As to the time and place of formation of contracts, in cases where an offer or the acceptance of an offer is expressed by means of a data message, no specific rule has been included in the Model Law in order not to interfere with national law applicable to contract formation. It was felt that such a provision might exceed the aim of the Model Law which should be limited to providing that electronic communication would achieve the same degree legal certainty as paper-based communication. The continuance of existing rules on the formation of contracts with the provisions contained in Article 15 is designed to drive out uncertainty as to the time and place of formation of contract in case where the offer or the acceptance are exchanged electronically.

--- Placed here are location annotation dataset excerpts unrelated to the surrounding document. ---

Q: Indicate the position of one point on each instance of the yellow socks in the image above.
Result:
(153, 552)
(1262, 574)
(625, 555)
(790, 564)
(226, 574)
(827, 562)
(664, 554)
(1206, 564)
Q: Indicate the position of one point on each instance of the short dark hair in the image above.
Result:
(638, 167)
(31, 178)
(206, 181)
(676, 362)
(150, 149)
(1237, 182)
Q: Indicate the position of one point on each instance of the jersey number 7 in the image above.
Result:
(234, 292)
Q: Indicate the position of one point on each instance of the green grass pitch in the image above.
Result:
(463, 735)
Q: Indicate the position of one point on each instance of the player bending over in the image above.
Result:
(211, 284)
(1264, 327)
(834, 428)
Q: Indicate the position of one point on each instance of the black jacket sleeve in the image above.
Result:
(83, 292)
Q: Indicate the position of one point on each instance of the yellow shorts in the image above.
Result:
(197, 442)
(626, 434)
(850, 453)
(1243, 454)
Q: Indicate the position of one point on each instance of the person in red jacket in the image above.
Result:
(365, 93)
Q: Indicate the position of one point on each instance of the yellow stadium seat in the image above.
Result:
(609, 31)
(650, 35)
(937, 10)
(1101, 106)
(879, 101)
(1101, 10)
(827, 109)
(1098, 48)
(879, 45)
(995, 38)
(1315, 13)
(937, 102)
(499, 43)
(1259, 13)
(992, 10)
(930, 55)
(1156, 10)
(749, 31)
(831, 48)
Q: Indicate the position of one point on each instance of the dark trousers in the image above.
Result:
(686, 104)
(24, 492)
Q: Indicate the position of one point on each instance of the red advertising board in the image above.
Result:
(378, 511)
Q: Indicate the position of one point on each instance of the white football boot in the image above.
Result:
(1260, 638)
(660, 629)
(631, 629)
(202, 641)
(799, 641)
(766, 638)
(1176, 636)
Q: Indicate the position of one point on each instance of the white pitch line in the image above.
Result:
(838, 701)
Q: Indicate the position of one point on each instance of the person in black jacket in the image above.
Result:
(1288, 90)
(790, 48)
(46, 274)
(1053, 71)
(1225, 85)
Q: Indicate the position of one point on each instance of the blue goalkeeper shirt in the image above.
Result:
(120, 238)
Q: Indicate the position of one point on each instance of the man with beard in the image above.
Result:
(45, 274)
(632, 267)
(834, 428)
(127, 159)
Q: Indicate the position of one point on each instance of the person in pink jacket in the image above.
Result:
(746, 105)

During the preparation of provisions of Article 11, it was felt that the provision might have the harmful effect of overruling otherwise applicable provisions of national law, which might prescribe specific formalities for the formation of certain contracts. Such forms include notarization and other requirements for writings and might respond consideration of public policy, such as the need to protect certain parties or to warn them against specific risks. For that reason Article 12 provides that an enacting State can exclude the applicability of provisions of Article 11 in certain instances to be specified in the regulation enacting the Model Law. 
While much of the contract formation discussion revolves around the use of computer technology as a means of communication by contracting parties, a far more difficult issue is beginning to emerge with the automation of the contracting process itself. Traditional contract doctrine centers around the requirement of a `meeting of the minds'. The involvement of two or more people, negotiating either face-to-face or through some means of communication is an underlying assumption. However, modern technology is evolving with a goal of eliminating human involvement in transactions. How traditional contract doctrine will accommodate situations where the only `minds' that meet are programmed computer systems is uncertain.
For transactions caught by the International Sale of Goods Act, the "mailbox rule" does not apply. Instead, the Act sets out that the acceptance of an offer becomes effective at the moment the indication of assent reaches the offeror.
To protect consumers from potential abuses, electronic versions of the following documents are invalid and unenforceable:

  1. wills, codicils, and testamentary trusts

  2. documents relating to adoption, divorce etc, 

  3. court orders, notices, and other court documents such as pleadings or motions

  4. notices of default, repossession, foreclosure, or eviction, etc

These documents must be provided in traditional paper and ink format.
Business-to-business contracts are an indispensable part of trading business relations
since many centuries. With the advent of information technology, companies
started using information technologies to support their trading relations. Consequently,
in trading relations supported by modern information technology, traditional paper
contracts become an inefficient and ineffective instrument to guarantee the rights and
specify the obligations of the trading parties and electronic contracts become a
necessity. Electronic contracts are the instrument to govern electronic trading relationships between business parties. A number of efforts exist in both the academic and industrial worlds to define an e-contract specification language.